Forgetting the human element
Likely the most central thing in building data-driven digital services. While data analytics offer better guidelines for informed decision-making, humans are needed to ensure the correct course of action is taken — at least before the introduction of Broad (or at least broader) AI.
While basing decisions on conclusions drawn solely from nice, logical data sets may feel very tempting, the “soft” elements with human interaction should not be forgotten. Talking about data, there are two central elements crucial to success, from the human viewpoint.

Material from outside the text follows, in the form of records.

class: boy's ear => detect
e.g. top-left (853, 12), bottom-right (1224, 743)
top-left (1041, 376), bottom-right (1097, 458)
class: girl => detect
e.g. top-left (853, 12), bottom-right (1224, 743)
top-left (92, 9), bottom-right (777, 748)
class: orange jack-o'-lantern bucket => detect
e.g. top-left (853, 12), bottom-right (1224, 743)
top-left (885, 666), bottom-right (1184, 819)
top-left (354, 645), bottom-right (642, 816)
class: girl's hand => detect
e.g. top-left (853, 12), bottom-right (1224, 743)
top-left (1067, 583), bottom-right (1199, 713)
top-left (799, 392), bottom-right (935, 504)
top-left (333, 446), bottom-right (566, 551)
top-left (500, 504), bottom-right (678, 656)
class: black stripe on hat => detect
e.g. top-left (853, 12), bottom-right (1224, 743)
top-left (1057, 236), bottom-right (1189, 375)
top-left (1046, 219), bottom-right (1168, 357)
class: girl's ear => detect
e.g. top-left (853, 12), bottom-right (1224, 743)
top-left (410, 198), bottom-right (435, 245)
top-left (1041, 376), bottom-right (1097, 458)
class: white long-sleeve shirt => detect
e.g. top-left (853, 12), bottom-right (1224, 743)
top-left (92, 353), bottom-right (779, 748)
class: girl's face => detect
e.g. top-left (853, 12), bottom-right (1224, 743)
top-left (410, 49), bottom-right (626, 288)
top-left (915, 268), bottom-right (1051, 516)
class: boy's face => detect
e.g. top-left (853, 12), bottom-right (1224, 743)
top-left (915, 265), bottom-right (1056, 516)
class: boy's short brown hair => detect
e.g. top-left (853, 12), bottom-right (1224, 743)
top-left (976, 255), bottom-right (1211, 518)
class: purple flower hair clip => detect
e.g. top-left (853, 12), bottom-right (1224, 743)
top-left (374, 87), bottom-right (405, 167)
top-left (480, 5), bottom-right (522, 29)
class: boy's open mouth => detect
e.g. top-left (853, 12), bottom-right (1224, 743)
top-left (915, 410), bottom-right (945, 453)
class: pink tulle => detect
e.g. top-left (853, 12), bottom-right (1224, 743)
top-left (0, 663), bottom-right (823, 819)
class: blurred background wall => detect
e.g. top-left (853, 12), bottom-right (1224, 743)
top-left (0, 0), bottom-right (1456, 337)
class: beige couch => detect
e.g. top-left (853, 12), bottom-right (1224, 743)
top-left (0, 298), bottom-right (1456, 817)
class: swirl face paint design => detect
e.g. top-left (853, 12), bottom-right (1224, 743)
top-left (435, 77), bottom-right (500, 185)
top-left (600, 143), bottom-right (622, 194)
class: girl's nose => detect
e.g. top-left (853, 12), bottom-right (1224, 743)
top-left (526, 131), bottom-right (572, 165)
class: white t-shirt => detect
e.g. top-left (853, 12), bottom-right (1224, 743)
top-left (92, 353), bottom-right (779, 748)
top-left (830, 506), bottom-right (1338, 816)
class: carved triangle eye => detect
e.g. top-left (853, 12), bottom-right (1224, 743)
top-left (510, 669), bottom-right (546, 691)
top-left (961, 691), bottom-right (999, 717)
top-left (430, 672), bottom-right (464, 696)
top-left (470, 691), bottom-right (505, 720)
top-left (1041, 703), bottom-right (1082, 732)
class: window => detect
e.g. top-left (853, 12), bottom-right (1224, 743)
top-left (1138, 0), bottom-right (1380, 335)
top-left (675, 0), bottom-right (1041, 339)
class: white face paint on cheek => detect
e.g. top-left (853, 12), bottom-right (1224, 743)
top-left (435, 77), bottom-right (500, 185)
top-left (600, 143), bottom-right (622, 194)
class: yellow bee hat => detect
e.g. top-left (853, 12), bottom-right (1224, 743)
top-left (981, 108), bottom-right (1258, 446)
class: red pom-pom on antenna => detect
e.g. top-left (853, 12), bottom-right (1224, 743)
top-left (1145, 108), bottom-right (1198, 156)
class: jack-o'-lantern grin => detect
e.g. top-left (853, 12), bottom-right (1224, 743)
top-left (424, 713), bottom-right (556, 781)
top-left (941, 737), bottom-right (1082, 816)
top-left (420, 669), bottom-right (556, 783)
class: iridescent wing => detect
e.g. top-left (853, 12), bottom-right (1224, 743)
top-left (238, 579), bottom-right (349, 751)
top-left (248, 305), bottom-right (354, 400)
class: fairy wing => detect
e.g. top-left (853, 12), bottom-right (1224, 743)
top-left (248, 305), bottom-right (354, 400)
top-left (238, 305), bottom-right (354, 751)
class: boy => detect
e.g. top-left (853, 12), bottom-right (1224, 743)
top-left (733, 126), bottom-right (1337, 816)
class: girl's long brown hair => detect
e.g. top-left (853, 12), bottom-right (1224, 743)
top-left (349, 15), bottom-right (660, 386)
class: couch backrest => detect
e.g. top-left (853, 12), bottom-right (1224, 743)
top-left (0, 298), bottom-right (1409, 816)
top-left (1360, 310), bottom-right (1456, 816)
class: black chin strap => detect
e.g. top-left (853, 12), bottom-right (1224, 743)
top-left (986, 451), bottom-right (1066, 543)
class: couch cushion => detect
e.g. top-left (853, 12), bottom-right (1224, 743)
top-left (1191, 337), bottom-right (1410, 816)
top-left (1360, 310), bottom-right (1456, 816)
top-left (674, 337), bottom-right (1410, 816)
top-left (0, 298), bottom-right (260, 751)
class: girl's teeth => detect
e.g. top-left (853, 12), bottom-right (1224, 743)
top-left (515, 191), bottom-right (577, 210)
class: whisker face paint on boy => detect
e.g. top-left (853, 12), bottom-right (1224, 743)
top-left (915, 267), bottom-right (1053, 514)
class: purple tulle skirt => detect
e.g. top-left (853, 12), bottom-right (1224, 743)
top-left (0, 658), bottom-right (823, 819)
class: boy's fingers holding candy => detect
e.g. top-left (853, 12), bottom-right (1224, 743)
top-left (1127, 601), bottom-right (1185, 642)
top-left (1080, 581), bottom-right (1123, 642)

Firstly, data visualization. As with many emerging technologies, data-driven applications can easily be too engineer-y — to put it simply. In most cases, your users are not data analysts. The core aim of data visualization is to make information accessible and easy to understand — a point that can quickly fade away when data masses grow and new dimensions are found. Developing data-driven services is no different to developing any other services — always build together with your users. Data visualization is a topic we could ramble on about endlessly (which we will, in another post dedicated solely to that). But for now, to achieve the most from your data, you want to keep information accessible, usable and limited enough to your users.
Secondly, human decision-making. While data is vital for business automation, decision-making will remain largely a human activity — by its very nature, as analytical automation tools can only make decisions based on the data they read (again, point 1: datasets rarely cover all aspects). Data and analytics are a superb tool for humans to make informed decisions, by adjoining them with emotional intelligence.
Coming back to the wedding-themed mishap of Pinterest, human oversight and data enrichment could have just prevented this communicational error from happening. Emotional intelligence and human decision-making combined with their vast user data could have been able to produce more accurate and appropriate messages. The automation, reading only data it was given, did not know these people were not necessarily going to get married — but humans would have.
To conclude, data, analytics, machine learning, and AI are all tools inevitable for modern businesses to thrive — but like any other tools, they have their limitations. By acknowledging these limitations, these tools can and will disrupt the automation capabilities of your business.